The main goal of the second lab is to extend data obtained during the first, web-scraping lab, using rules and a reasoning engine: find a type of the object and estimate the suitability of it as a touristic object.

As a basis, you should web-scrape uncertain data from the public sources using search engines and do simple text analysis/statistics. Then you write the results of the analysis/statistics out as facts. Finally you employ your own rules to derive new facts about the type and suitability of the object.

Conditions

You can do the lab either alone or together with a fellow student.
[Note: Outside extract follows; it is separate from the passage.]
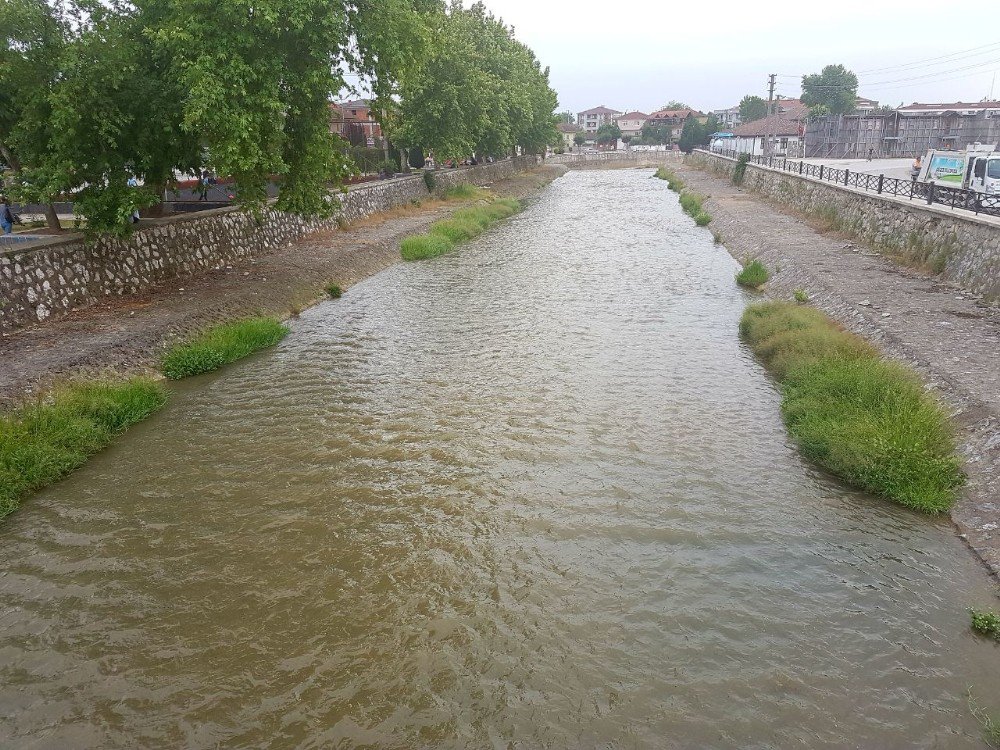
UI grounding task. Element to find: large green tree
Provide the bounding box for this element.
[802,65,858,115]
Three students per lab is not ok, though.

Technology - language, op system etc - is completely free EXCEPT that you have to use Otter version 3.3 as a reasoning engine.
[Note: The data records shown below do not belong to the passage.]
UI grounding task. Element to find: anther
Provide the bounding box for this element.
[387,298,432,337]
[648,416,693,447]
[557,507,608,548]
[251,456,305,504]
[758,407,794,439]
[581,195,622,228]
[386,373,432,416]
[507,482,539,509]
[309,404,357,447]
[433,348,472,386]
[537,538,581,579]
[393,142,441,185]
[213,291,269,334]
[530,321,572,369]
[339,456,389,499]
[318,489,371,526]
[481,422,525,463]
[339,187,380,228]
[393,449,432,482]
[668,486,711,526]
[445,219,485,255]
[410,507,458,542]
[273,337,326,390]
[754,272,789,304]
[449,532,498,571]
Ideally you should create both (a) your own rules for improving data / deriving new data and (b) rules from wordnet taxonomy to obtain generalisations from derived facts.

The lab is graded considering (see below for details):

  • your own rules: how good/sensible they are and what results you get for a selected domain of objects
  • rules generated from the wordnet database
  • quality and interestingness of the overall results

You may skip writing your own rules (a) or wordnet rules (b) but in that case the grades for the lab will be weaker.

What should the app do

Your system should take as input data obtained by web scraping some object (say, "Statue of Liberty" or "Andrus Ansip") and it should derive new facts, augmented with the confidence number.

The new facts for the object have to be derived using Otter and rules of your own making.

As a result the full app should

  • take a phrase like "Statue of Liberty" as input
  • scrape raw data from the web for the phrase (use the first lab you have completed)
  • derive new data
  • for debugging: output the full set of data, including the derived and the raw data, with confidence numbers and the indicator raw/derived for each fact
  • for final result: output the interesting/important new facts, ie the touristic suitability info and the type info with high confidence.

Subtasks of the lab

The lab is essentially split into these subtasks:

  • the main task: create the ruleset suitable for your data and the reasoner
  • format the output of web scraping/statistics so that it is suitable for the reasoner: basically the correct syntax.
  • create the input file for the reasoner: just compose it from a header, data block, rule block and a footer.
  • run the reasoner and send output to a debug file.
  • filter out the interesting derived facts from the reasoner output.
  • present the full resulting dataset of interesting facrs.

Creating the ruleset

The main task of the lab is the ruleset creation. This requires creative thinking and experimentation with the reasoner.

Start by downloading and installing Otter Otter version 3.3 and experiment a bit.

It is a good idea to use the ITV0060 lab 2 example for experimentation: this file contains suitable settings. Use the Otter manual for additional details and settings.

The ruleset, as said, should contain two parts:

(a) Your own ruleset. This should either improve the confidence of already derived facts by combining them and/or derive completely new facts.

(b) Ruleset generated from the wordnet taxonomy database. This should generate generalisations or hypernyms in the wordnet terminology, see the car hypernym. For example, from the fact that X is a car you should derive that it is motor_vehicle, vehicle, physical_entity etc.